Da gennaio ad agosto, comunica l´Inps, il ricorso alla cassa si è impennato del 60,5% rispetto ai primi otto mesi del 2009. E se il dato mese su mese consola (-32,7% ad agosto rispetto a luglio), «in linea con l´andamento stagionale», non così quello rispetto all´agosto 2009 (+40%). «In agosto si rafforza una tendenza che notiamo da quasi un anno», spiega Antonio Mastrapasqua, presidente Inps. «L´incremento è quasi tutto attribuibile alla cassa integrazione in deroga, quindi a un allargamento della platea dei beneficiari, che prima del 2009 non potevano accedere all´ammortizzatore sociale». Così, su 76,6 milioni di ore autorizzate ad agosto, quelle richieste in deroga pesano quasi per la metà (35,5 ore), da un quinto dell´anno passato. Mentre la cig ordinaria crolla del 67,3% (agosto su agosto) e del 28,6% nei primi otto mesi, la cig straordinaria mette il turbo: +115% rispetto a luglio, +203,4% rispetto ad agosto 2009.
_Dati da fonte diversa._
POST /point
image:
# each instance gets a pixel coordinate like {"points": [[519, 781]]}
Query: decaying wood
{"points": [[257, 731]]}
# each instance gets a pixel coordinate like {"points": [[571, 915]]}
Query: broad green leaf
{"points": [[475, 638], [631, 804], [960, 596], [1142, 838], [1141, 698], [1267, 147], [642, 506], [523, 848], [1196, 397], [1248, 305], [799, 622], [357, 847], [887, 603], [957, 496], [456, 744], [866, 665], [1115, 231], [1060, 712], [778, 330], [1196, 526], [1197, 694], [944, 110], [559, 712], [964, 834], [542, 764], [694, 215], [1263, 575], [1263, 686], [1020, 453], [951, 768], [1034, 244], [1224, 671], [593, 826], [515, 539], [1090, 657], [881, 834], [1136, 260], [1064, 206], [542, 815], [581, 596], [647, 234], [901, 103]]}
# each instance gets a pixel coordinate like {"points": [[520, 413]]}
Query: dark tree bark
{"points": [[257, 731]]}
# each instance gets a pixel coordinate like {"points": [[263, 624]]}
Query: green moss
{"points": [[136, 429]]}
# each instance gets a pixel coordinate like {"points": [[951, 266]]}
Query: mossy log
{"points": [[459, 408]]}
«Una vera e propria valanga», commenta Fulvio Fammoni, segretario confederale Cgil. «È vero che la tantissima cassa in deroga testimonia la gravità della situazione nelle piccole imprese italiane, ma è anche vero che si tratta di una misura attivata da molte altre aziende, anche grandi, che hanno esaurito i periodi di cassa ordinaria e straordinaria».
La cig ordinaria, difatti, non può superare le 52 settimane. Motivo per cui le aziende con più di 15 dipendenti ricorrono poi alla straordinaria. Ma il vero e proprio boom, registrato dall´Inps, della cassa in deroga, finanziata dalle Regioni e ora in bilico dopo i tagli della manovra agli enti locali, spiega più di ogni altro dato la situazione italiana. Pensata come strumento per i settori esclusi dalle altre misure – come l´edilizia, il commercio, la piccola industria meccanica – e per le pmi, la cig in deroga è l´unico strumento esteso recentemente, causa crisi, anche ai precari.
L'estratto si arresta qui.